Un PLUi annulé par la justice et des associations qui réclament des comptes
Dans une affaire qui secoue le territoire, trois associations environnementales et sept requérants viennent de remporter une victoire judiciaire significative. Le tribunal administratif de Bordeaux a en effet annulé le Plan local d'urbanisme intercommunal (PLUi) de la Communauté de communes Sarlat-Périgord noir, suite à leur action en justice.
Les acteurs de cette action collective
Les signataires du communiqué comprennent trois associations bien connues dans la région :
- La Sepanso (Société pour l'étude, la protection et l'aménagement de la nature dans le Sud-Ouest)
- L'Association de sauvegarde de la vallée de la Dordogne
- L'Association de protection des zones naturelles de Sainte-Nathalène
Ces entités ont été rejointes par sept requérants individuels déterminés à faire respecter les procédures légales en matière d'urbanisme.
Un passage en force dénoncé
Les associations dénoncent avec fermeté ce qu'elles qualifient de passage en force de la Communauté de communes dans quatre communes spécifiques : Sainte-Nathalène, Sarlat, Saint-Vincent-le-Paluel et Saint-Vincent-de-Cosse. Elles rappellent avoir alerté sur des risques juridiques bien identifiés lors des phases de concertation et d'enquête publique, sans être entendues par les décideurs.

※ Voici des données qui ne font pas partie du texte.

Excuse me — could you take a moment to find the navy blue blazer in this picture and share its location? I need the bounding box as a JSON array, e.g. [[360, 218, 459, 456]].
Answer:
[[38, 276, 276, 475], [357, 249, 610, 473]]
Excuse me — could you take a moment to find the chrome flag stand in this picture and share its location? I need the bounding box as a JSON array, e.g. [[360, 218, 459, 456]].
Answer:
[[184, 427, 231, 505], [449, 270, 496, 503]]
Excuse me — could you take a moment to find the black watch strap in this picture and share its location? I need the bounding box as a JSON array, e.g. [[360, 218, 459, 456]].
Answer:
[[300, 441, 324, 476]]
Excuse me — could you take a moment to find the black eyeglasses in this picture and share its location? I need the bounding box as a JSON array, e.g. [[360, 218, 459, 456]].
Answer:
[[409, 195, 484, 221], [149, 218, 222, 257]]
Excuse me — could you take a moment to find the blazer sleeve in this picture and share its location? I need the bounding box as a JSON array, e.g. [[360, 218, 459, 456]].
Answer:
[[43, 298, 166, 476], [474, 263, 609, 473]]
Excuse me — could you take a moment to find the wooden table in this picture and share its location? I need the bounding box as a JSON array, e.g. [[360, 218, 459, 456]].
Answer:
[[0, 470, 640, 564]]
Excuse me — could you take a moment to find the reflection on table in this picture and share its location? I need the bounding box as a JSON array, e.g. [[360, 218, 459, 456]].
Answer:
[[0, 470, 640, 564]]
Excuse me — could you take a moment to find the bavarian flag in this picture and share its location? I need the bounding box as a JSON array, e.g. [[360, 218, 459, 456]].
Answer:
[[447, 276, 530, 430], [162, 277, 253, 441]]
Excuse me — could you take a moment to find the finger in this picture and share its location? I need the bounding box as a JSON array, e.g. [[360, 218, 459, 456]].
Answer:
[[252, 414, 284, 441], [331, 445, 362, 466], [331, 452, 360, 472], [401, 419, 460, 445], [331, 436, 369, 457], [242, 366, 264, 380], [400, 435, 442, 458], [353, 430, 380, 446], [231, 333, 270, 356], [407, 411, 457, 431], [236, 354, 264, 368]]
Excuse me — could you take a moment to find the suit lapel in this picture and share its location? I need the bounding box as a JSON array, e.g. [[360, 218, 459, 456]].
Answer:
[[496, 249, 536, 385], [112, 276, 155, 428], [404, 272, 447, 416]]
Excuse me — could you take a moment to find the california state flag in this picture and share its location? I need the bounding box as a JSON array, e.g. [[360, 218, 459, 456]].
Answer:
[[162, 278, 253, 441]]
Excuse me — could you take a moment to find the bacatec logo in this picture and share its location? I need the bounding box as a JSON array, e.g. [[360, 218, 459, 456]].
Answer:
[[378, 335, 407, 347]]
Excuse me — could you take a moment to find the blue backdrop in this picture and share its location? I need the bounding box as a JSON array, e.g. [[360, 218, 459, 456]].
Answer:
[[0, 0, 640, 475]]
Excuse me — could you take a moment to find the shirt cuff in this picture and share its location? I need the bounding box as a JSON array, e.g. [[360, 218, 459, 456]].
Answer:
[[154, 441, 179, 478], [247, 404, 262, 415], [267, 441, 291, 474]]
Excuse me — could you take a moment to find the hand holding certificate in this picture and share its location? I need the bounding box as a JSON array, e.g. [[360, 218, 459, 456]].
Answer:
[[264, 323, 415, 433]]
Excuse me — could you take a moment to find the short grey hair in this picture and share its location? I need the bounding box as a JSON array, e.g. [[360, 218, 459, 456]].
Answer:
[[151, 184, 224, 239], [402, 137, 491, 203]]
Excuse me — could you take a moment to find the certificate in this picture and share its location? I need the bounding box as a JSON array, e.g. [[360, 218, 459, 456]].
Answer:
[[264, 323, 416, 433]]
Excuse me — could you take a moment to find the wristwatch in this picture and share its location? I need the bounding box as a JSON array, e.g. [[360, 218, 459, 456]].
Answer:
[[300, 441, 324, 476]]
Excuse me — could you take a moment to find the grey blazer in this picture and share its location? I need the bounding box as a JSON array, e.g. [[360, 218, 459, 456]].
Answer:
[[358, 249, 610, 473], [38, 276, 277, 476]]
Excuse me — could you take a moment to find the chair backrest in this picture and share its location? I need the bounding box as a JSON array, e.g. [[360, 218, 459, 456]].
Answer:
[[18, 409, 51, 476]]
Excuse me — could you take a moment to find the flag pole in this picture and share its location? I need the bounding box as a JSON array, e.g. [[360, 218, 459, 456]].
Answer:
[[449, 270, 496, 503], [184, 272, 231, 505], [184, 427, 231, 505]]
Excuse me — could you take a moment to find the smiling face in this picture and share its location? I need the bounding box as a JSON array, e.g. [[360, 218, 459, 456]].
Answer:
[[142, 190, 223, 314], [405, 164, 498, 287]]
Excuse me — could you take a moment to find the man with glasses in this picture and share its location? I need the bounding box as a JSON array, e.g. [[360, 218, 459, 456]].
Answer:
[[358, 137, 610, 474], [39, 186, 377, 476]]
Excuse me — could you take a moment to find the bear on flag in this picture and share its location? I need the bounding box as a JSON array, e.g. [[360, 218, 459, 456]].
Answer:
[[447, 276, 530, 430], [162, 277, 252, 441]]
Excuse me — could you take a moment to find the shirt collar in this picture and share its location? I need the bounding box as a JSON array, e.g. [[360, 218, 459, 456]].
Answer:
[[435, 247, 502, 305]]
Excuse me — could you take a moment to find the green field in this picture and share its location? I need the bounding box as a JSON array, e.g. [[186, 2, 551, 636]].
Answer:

Leur mécontentement s'est accru face à la réaction du président de la CdC, Jean-Jacques de Peretti, qu'elles accusent de tenter avec talent de réduire la gravité apparente de la décision et la portée de ses conséquences, tant dans la presse locale que lors des Conseils municipaux.
La demande de transparence financière
Maintenant que le PLUi a été annulé, les requérants exigent une transparence totale sur les conséquences financières de cette décision. Ils demandent le montant précis de ce gaspillage pour la collectivité, soulignant l'impact économique de cette annulation judiciaire.
Un conseil aux décideurs
Alors que la Communauté de communes a fait appel de la décision, les associations et requérants leur adressent un conseil sans équivoque : Étant donné la gravité des abus de droit commis, l'espoir de succès d'une telle aventure est pour le moins incertain. Le moment de renoncer à un appel n'est-il pas venu ?
Il est important de noter que, selon la décision du tribunal administratif, les illégalités concernant les orientations d'aménagement et de programmation ainsi que les classements de parcelles ne concernent que les communes de Sainte-Nathalène et de Saint-Vincent-le-Paluel.
Un débat qui s'annonce explosif
Le sujet du PLUi s'invitera inévitablement dans les débats du prochain Conseil communautaire, prévu ce jeudi 5 mars à 18 heures à Vitrac. La tension devrait atteindre son paroxysme le lendemain, lors du Conseil municipal de Sarlat. Un contexte particulièrement délicat pour le maire Jean-Jacques de Peretti, qui aurait sans doute aspiré à des adieux plus paisibles, à défaut d'être chaleureux, pour ce qui pourrait être son dernier mandat.
Cette affaire illustre les tensions croissantes entre développement territorial et protection environnementale, ainsi que l'importance cruciale du respect des procédures démocratiques dans l'élaboration des documents d'urbanisme.